I would return to the house, to resume my role as daughter, mother, wife. The herbs would bloom and propagate, wither and die. If our transaction was as fleeting as volatile oil, it was also boundless, and replicable. For now, our secrets remained shrouded, like articles of faith — to be activated when needful, and (like most certainties) otherwise forgotten.
Longest Day Tea
2 or 3 black tea bags (Earl Grey is especially good) [DN: Earl Grey tea contains Bergamot essential oil, which is an analgesic, antibacterial, antiseptic, diuretic, anti-parasitic, and expectorant. It aids in acne, depression, anxiety, colds & flu, PMS, and is a good natural insect repellent. ]
3 quarts of cold water
Any combination of the following:
1/2 cup fresh chamomile flowers [Derek’s note (DN): Chamomile is a good anti-inflammatory and for digestion]
1/4 cup fresh lavender blossoms, or 2 tablespoons dried [DN: Lavender is a good remedy for just about everything]
8-10 sprigs any kind of mint (peppermint, spearmint, pineapple mint, orange mint, etc.) [DN: mints are excellent for indigestion, cramps, stomach acid, parasites, and bad breath.]
4-6 sprigs lemon balm [DN: Helps aid anxiety, depression, melancholia, bug bites, Hypertension, and indigestion (mint family)]
4-5 sprigs lemon verbena [DN: Helps aid fever, indigestion, and skin sores.]
honey or simple syrup to taste [DN: Honey is a natural antibiotic]
clear glass or plastic pitcher with a close-fitting lid
Crush the leafy herbs lightly between your hands before combining them with the tea bags, herbal flowers and cold water in the pitcher and set out in a sunny spot with maximum daylight. The tea will take several hours to reach full strength. Strain and serve over ice. Sweeten with honey or simple syrup if desired.

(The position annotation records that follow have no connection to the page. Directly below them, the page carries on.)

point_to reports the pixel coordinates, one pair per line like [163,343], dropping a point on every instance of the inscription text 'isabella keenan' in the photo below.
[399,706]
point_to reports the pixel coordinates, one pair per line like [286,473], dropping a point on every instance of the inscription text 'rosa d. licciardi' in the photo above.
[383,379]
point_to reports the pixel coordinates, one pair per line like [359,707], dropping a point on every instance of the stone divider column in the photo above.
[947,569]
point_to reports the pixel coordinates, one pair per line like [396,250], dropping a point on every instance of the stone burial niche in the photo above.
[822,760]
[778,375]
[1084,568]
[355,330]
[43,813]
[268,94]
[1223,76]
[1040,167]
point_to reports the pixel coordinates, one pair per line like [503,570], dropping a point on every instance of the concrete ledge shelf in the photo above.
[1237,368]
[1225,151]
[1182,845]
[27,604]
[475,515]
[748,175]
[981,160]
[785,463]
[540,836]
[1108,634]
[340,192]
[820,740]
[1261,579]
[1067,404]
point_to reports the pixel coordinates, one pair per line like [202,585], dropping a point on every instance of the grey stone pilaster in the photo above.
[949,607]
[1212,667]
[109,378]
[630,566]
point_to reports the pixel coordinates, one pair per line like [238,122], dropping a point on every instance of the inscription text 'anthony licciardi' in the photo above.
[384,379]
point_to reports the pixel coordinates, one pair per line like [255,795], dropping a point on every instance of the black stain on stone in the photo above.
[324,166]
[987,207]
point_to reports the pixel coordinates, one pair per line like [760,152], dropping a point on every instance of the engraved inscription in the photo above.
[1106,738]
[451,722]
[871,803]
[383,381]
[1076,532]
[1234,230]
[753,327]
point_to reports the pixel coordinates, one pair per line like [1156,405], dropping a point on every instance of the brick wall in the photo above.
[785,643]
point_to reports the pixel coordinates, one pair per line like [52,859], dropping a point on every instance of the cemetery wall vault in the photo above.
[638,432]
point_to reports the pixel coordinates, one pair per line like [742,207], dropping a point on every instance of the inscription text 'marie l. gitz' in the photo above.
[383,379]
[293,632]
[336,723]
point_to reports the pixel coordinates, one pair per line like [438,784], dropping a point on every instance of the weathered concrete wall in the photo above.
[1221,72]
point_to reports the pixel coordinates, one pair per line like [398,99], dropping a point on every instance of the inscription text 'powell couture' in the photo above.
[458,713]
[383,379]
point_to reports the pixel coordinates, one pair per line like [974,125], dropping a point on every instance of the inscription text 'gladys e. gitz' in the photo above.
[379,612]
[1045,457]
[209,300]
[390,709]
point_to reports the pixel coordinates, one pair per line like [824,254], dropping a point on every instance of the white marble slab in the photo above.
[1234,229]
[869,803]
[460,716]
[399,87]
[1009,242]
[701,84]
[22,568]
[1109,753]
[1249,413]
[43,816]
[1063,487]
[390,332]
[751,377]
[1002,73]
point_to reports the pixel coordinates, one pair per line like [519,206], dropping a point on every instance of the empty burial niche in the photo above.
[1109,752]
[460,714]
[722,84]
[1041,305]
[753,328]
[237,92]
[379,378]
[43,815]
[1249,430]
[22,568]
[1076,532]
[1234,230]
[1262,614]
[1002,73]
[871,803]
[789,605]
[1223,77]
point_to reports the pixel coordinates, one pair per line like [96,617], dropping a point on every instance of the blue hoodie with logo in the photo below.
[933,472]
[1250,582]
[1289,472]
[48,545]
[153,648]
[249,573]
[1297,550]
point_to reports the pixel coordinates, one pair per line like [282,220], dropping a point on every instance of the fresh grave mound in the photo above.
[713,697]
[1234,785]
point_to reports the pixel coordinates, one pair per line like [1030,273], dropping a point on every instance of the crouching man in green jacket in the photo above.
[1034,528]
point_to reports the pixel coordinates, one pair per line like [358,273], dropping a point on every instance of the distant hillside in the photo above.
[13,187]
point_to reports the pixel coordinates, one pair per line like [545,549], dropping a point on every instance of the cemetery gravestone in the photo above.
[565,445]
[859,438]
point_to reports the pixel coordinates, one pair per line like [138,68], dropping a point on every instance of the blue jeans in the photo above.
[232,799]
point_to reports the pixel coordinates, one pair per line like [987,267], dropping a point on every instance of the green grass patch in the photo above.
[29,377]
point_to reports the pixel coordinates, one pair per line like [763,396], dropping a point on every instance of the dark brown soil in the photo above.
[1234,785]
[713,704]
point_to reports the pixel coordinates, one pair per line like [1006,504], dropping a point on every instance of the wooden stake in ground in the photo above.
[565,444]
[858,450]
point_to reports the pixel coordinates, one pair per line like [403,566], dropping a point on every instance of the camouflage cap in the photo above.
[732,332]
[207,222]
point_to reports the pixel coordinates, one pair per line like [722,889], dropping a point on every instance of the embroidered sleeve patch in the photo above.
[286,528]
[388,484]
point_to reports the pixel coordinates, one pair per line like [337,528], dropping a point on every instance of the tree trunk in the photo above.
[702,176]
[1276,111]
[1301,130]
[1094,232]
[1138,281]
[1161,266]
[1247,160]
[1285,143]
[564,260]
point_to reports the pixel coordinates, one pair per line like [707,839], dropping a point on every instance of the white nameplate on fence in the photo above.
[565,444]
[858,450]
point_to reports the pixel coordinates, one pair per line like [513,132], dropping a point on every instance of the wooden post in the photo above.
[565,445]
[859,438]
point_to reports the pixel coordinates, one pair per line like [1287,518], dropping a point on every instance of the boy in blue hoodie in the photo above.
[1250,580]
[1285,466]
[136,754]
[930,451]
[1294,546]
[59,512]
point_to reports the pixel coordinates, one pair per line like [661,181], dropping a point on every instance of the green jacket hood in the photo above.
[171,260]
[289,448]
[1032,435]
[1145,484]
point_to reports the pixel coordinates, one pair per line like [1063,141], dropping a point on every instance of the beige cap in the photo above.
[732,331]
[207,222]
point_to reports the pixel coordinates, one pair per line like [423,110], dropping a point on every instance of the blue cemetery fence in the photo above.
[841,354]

Optional garnish: borage flowers, mint.
2 cups of sugar
1 cup of water
Bring the sugar and water to a boil in a small saucepan, until sugar dissolves. Simmer a few minutes; cool and store in a glass or ceramic container.
Lemon Balm Martini
4-5 large sprigs of lemon balm
2 tablespoons of simple syrup
3 ounces of dry gin
1/2 ounce of dry vermouth
With a wooden muddler or the back of a spoon, press the lemon balm leaves in the simple syrup to extract the oils and flavor the syrup. Combine with the gin, vermouth and plenty of ice in a cocktail shaker and strain into a cocktail glass. Garnish with lemon balm and serve immediately.
Lavender Vodka Tonic
1 tablespoon lavender simple syrup
2 ounces of vodka
6 to 8 ounces of tonic water.
Combine the lavender syrup and the vodka in a cocktail shaker and shake with plenty of ice.
Strain into an ice-filled highball glass.
Top off with tonic water and stir before drinking.
Lavender Simple Syrup
1 tablespoon dried lavender blossoms
1/2 cup sugar
1 cup water
Bring the lavender, sugar and water to a boil in a small saucepan, until sugar dissolves.
Simmer a few minutes and let cool before straining and storing in a glass or ceramic container.
1/2 cup basil leaves [DN: Basil aids in stomach spasms, loss of appetite, intestinal gas, kidney conditions, fluid retention, head colds, warts, and worm infections. It is also used to treat snake and insect bites.]
juice of 1/2 lime [DN: Lime juice aids in diarrhea, kills germs, treats nausea, and is a stimulant.]
2 tablespoons of simple syrup or 1 1/2 tablespoons of sugar
2-3 ounces of rum
With a wooden muddler or the back of a spoon, firmly but gently press the basil leaves with the lime and sugar or simple syrup in a glass. Add the rum, plenty of ice and top off with soda water. Stir and garnish with lime wedges and basil if desired.